If we make a sequence $\hat \theta_i$ of $N$ forecasts with corresponding outcomes, the Brier score is simply an average over all forecasts

$\frac{1}{N} \sum_{i=1}^N (\hat \theta_i - o_i)^2$Why square the difference rather than take the absolute value? This is to encourage proper calibration of forecasts. That is to say if an outcome occurs 70% of the time, the best forecast should be to assign a probability $0.7$ to that outcome. If the score were the absolute difference $|\hat \theta - o|$ then we are actually incentivised to exaggerate our confidence. If $P(o=1) = 0.7$ then a forecast $\hat \theta \equiv 0.7$ yields a score

$\mathbb{E}[|o - 0.7|] = 0.3 \times 0.7 + 0.7 \times 0.3 = 0.42$whereas

$\mathbb{E}[|o - 1|] = 0.3 \times 1 + 0.7 \times 0 = 0.3$so our expected score is actually lower for the worse forecast!

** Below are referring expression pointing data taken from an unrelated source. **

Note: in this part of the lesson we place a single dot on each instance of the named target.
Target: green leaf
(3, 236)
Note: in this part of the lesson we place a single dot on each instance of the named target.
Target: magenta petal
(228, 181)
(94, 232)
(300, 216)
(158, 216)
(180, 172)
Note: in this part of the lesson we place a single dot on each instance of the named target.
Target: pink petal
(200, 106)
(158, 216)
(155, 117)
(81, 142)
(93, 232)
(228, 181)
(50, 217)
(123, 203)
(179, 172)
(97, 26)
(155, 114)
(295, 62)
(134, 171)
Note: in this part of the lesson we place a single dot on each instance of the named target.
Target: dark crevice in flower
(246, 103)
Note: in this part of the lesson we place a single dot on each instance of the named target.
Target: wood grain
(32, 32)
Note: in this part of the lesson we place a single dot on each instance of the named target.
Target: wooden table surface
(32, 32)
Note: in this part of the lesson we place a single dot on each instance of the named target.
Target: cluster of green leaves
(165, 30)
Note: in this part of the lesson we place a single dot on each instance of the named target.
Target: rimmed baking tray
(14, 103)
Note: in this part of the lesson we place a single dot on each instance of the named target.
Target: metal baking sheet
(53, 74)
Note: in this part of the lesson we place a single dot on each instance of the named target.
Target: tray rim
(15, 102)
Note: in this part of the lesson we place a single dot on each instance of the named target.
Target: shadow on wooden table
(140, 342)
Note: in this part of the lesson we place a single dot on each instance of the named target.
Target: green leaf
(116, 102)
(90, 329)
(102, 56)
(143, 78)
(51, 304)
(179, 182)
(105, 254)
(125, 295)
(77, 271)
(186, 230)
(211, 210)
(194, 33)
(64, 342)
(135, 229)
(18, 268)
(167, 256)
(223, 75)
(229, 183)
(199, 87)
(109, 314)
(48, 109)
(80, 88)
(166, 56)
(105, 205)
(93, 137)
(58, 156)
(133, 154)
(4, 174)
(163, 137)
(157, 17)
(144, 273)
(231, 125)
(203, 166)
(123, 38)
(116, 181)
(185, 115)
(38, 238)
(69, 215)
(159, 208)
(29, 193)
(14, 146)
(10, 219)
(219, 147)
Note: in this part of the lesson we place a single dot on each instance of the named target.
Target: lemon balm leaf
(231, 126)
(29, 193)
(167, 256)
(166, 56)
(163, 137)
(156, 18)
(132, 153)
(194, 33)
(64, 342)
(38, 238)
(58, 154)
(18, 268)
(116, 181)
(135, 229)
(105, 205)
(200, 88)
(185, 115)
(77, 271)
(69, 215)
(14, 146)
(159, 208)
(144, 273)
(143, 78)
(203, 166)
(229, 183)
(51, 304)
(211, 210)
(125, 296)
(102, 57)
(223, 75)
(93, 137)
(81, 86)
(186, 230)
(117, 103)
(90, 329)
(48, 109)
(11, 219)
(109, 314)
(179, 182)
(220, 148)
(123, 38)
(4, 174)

#### Brier score - results

I calculated the Brier scores for both estimates as follows

```
next_ball = np.random.binomial(1, white)
mle_brier = ((mle - next_ball) ** 2).mean()
bayes_brier = ((posterior_mean - next_ball) ** 2).mean()
print(f"MLE Brier score: {mle_brier:.4f}")
print(f"Bayes Brier score: {bayes_brier:.4f}")
```

which output

```
MLE Brier score: 0.2002
Bayes Brier score: 0.1906
```

## Conclusion

While it did turn out that the Bayesian posterior mean wound up having a lower Brier score, the difference was relatively small, so maybe it's not a compelling reason to choose one approach over the other. It is however a nice illustration of the fact that Bayesian inference is able to incorporate domain knowledge. In this case the fact that we know the white ball was thrown randomly and so would be equally likely to be anywhere on the table. The maximum likelihood estimate doesn't account for this knowledge, and is therefore prone to extreme inferences like estimating the line is right on one of the edges of the table.